Recursive feature elimination (RFE) with random forest regression is a variable se-lection method which uses a backward selection algorithm and the measure variable importance calculated by the random forest model to determine which variables to eliminate in each step. The recursive feature elimination starts out with all vari-ables and ts a random forest model and calculates the variable importance for each variable to determine the ranking of the variables. For each subset size used in the algorithm the most important variables are kept and a new random forest is t with the kept variables. The performance of the subset is measured by the root mean squared error (RMSE). To take into account the variation in the performance estimates as a result of the variable selection, 3-fold cross-validation is used as an outer resampling method. The chance of over tting the predictors is diminished by using cross-validation. When using 3-fold cross-validation two-thirds of the data will be used to perform the variable selection while one{third of the data is used as a held-back set and will be used to evaluate the performance of the model for each subset of variables.
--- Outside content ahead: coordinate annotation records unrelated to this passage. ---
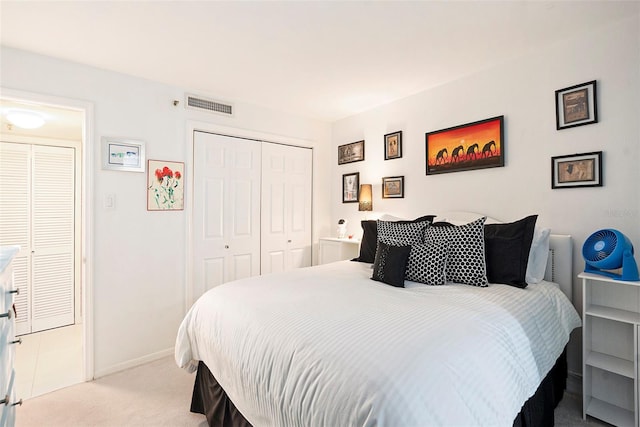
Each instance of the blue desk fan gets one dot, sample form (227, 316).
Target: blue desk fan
(609, 249)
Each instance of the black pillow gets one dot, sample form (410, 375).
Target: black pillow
(369, 241)
(507, 251)
(390, 264)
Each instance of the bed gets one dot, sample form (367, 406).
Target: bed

The variable selection process will thus be performed three times using a di erent hold-out set each time. The optimal number of variables in the nal model will at the end be determined by the three hold-out sets. The variable importance’s for each resampling iteration and each subset size is then used to estimate the nal list of predictors to keep in the model.
The algorithm can be described by the following steps [8]:
Algorithm 2.2 Recursive feature elimination with resampling
1. for each resampling iteration do
2. Partition data into training and test/hold-back set via resampling
3. Train a random forest model on the training set using all predictors
4. Predict the held-back samples
5. Calculate variable importance
6. for every subset size Si, i=1…N do
7. Keep the Si most important predictors
8. Train the model on the training data using Si predictors
9. Predict the held-back samples
10. end
11. end
12. Calculate the performance measures for the Si using the held-out samples
13. Determine the appropriate number of predictors
14. Estimate the nal list of predictors to keep in the nal model
15. Fit the nal model based on the optimal Si using the original training set
For RFE 1000 trees are used in the random forest model and the number of variables randomly selected at each split is p/3 where p is the total number of variables. The subset with the lowest average RMSE score is chosen as the optimal subset of variables from the recursive feature selection. In random forest the variable importance of a variable is a measure of the mean decrease in accuracy in the predictions on the out of bag samples when the speci c variable is not included in the model [15].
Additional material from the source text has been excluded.